La tourière accourait à ce moment.

«Madame! madame! Je n'ai pas retrouvé Doña Inès. Mais tout à l'heure un homme a escaladé avec une échelle le mur du jardin.

–C'est bien lui! fit le commandeur. Je pars… Malheur à moi!

–Où allez-vous, commandeur?

–Sotte! À la poursuite de mon honneur que vous avez laissé voler!»

Avec l'aide de son valet Ciutti, Don Juan avait fait transporter Inès dans sa maison de campagne, aux proches environs de Séville, dans un paysage enchanteur. C'est là que la jeune fille reprit ses sens. Brigitte était auprès d'elle.

«Où suis-je? dit-elle.

–Dans la maison de Don Juan.

–La maison de Don Juan n'est pas un lieu convenable pour moi: Je suis noble! Brigitte. Viens. Il faut partir d'ici.
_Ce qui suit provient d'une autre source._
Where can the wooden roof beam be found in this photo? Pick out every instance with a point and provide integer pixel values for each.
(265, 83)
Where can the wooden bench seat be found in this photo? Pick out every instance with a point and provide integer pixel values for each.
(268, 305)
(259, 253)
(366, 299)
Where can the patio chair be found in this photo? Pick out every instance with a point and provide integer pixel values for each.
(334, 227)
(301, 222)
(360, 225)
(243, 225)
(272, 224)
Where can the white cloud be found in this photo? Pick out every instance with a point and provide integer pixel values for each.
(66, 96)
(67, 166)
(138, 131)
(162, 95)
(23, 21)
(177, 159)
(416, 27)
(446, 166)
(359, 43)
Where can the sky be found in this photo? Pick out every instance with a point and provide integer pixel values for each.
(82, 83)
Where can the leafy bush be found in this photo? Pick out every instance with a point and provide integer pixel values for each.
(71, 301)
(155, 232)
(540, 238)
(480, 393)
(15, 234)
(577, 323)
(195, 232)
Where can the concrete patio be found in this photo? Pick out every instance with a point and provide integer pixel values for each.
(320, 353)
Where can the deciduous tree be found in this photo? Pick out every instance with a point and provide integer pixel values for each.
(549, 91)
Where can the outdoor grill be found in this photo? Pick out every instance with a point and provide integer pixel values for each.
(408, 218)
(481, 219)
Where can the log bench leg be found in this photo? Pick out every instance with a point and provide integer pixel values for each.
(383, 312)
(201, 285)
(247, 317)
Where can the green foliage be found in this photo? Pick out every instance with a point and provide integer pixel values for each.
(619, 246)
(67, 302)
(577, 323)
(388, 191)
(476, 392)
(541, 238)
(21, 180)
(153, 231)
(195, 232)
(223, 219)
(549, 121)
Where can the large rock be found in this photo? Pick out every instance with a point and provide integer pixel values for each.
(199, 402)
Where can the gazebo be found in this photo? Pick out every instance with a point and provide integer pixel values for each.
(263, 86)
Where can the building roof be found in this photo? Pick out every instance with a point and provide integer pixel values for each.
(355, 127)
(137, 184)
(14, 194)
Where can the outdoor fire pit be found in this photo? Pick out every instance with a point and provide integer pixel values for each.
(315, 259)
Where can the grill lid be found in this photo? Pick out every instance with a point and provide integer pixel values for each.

–Don Juan va revenir, Don Juan qui vous a sauvée de la mort du cloître…

–Oui, mais il m'a empoisonné le cœur.

–Vous l'aimez donc?

–Je ne sais; mais, par pitié, fuyons, fuyons au plus vite cet homme au seul nom duquel je sens se dérober mon cœur…

–Vous l'aimez?

–Certes, si cela est de l'amour, je l'aime, mais je sais aussi que cette passion me déshonore. Si mon faible cœur m'entraîne vers Don Juan, mon honneur et mon devoir m'éloignent de lui. Partons donc d'ici avant qu'il ne revienne: la force me manquerait si je le voyais à mes côtés. Partons. Mon père, Don Gonzalo, me recevra.

–Mais Juan s'est rendu auprès de Don Gonzalo pour lui demander son pardon et sa parole.

–Est-ce vrai?

–Du reste, voici un bruit de rames sur le Guadalquivir. N'entendez-vous point? C'est la barque de Don Juan.»

C'était lui en effet. Il sauta légèrement du frêle bateau et, en un instant, fut auprès d'Inès. Minuit venait de sonner. Le silence était tombé sur la campagne et sur le fleuve…

«Où est Don Gonzalo? lui dit Inès.

–À cette heure, répondit Juan, il dort tranquillement. Je n'ai pu le joindre, mais l'ai rassuré par un message.

–Que lui avez-vous dit?

–Que vous étiez en sûreté sous ma garde, respirant les saines brises de la campagne…»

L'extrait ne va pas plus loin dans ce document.